PM accused of failing to deliver on promise to end discrimination

LGBTIQ rights advocates say the Morrison Government has failed to honour its 2018 pre-election commitment to end the legal loophole that allows children to be discriminated against by faith-based schools because of their sexuality or gender identity.

This week, in response to questions during Senate Estimates from Victorian Greens Senator, Janet Rice, government representatives said the matter was referred to the Australian Law Reform Commission and that its inquiry has been put on hold until the government has finalised its Religious Discrimination Bill which has been pending for two years but not yet introduced.

With new Attorney General Michaelia Cash looking on, Senator Rice grilled representative of the Department of the Attorney General about the government’s policy that says religious schools should not be allowed to expel students over their sexuality, and the ongoing existence of laws that allow it to legally occur.

When government representatives said they could not put a timeline on the introduction of the new religious freedom legislation, or revisiting the anti-discrimination legislation, Senator Rice noted that the students who were in Year 7 when the Prime Minister pledged to fix the problem would be in Year 11 before any action was taken.

just.equal spokesperson, Rodney Croome, said the government was guilty of failing to address the issue.

“Scott Morrison’s commitment could not have been clearer and the government’s dodging and weaving could not be more obvious.”

“Preventing school children from being discriminated against because of who they are is a simple commitment that doesn’t need in-depth inquiries, fancy amendments or cross referencing to other legislation.” Croome said.

“It just needs the will to prevent harm to LGBTQ young people, a will the government clearly lacks.”

Discrimination by faith-based schools against LGBTQ+ students is prohibited in Tasmania, the ACT, NT and Queensland, but allowed under the Federal Sex Discrimination Act.
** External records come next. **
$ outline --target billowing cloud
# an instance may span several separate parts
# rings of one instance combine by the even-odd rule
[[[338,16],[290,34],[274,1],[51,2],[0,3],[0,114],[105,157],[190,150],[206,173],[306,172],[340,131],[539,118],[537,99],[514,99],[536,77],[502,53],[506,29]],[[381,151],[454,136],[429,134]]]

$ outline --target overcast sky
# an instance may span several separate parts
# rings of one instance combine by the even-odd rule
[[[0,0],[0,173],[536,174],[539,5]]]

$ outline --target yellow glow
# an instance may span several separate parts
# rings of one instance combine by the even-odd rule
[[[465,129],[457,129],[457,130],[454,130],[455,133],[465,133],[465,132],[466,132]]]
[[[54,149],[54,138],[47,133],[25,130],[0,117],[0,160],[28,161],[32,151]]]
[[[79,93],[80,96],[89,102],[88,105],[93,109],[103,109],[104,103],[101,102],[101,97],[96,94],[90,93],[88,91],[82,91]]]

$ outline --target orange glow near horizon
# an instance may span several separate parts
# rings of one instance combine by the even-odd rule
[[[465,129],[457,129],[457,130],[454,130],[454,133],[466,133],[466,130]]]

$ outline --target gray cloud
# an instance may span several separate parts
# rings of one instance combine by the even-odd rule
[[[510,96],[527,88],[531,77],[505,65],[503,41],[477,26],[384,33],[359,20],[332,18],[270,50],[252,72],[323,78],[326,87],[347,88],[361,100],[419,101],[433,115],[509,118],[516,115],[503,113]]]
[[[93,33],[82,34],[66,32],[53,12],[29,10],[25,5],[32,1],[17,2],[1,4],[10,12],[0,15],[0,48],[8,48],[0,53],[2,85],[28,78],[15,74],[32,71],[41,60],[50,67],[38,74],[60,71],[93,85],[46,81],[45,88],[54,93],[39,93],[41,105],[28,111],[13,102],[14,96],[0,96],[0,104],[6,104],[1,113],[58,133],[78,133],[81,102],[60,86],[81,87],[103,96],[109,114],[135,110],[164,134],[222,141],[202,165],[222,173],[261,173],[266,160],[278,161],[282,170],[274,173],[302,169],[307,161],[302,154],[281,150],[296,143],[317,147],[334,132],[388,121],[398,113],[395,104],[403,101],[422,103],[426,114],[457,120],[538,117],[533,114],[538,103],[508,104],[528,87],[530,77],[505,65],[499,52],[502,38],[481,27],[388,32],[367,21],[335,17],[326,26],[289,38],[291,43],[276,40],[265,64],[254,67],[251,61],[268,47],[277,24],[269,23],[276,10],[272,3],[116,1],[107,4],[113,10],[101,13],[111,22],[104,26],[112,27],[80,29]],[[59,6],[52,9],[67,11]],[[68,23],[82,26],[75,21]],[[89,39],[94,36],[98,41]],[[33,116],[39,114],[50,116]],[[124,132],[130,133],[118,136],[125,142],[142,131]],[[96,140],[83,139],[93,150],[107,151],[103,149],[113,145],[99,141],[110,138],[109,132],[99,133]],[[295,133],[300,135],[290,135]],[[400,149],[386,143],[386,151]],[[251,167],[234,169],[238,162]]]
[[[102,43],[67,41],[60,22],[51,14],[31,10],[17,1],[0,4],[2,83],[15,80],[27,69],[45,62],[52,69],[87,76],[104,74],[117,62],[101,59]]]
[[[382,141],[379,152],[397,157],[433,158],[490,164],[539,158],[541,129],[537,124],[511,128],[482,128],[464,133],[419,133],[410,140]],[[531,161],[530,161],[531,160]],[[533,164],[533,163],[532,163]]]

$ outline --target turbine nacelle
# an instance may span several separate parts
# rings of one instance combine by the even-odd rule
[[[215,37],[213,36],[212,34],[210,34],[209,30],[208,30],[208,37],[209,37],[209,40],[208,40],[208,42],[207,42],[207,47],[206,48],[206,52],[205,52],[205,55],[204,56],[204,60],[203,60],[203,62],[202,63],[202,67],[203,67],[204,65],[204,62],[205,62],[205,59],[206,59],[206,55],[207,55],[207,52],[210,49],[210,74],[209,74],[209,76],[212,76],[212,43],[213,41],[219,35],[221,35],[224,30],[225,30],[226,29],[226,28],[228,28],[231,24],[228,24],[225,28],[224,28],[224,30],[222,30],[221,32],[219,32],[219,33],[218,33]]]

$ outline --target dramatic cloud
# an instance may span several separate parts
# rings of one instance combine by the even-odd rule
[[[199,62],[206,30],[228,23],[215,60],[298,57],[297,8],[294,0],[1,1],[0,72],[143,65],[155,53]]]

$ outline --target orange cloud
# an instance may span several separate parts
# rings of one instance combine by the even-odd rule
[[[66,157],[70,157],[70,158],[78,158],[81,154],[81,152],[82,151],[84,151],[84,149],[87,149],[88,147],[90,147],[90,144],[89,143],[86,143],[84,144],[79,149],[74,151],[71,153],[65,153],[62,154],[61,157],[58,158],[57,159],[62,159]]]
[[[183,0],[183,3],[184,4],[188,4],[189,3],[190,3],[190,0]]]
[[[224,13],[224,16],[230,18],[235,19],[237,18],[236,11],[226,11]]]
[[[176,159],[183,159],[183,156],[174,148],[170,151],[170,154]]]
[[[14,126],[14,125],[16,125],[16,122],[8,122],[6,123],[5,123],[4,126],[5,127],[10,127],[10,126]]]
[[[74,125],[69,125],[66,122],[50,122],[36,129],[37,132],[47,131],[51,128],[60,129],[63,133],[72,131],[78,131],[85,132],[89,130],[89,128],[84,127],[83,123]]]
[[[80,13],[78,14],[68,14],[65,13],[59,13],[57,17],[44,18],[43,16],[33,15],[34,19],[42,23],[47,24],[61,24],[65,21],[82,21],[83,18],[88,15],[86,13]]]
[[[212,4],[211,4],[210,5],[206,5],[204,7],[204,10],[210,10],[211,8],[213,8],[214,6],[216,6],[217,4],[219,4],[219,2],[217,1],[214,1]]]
Student who are intersex however do have some protections.

just.equal say the proposed Religious Discrimination Bill allows increased discrimination in the name of religion against LGBTQ+ people, women, people with disability and others.

Back in 2018 the Prime Minister said the issue would be fixed within a fortnight. Since making the commitment there have been several changes with Michaelia Cash taking over as Attorney General, and Queensland Senator Amanda Stoker being appointed as Assistant to the Attorney General.

Senator Stoker has previously spoken out against protections for LGBTQ+ students in religious schools. In 2018 Senator Stoker said the laws were needed to protect schools from activist children who might want to start up gay and lesbian clubs within schools.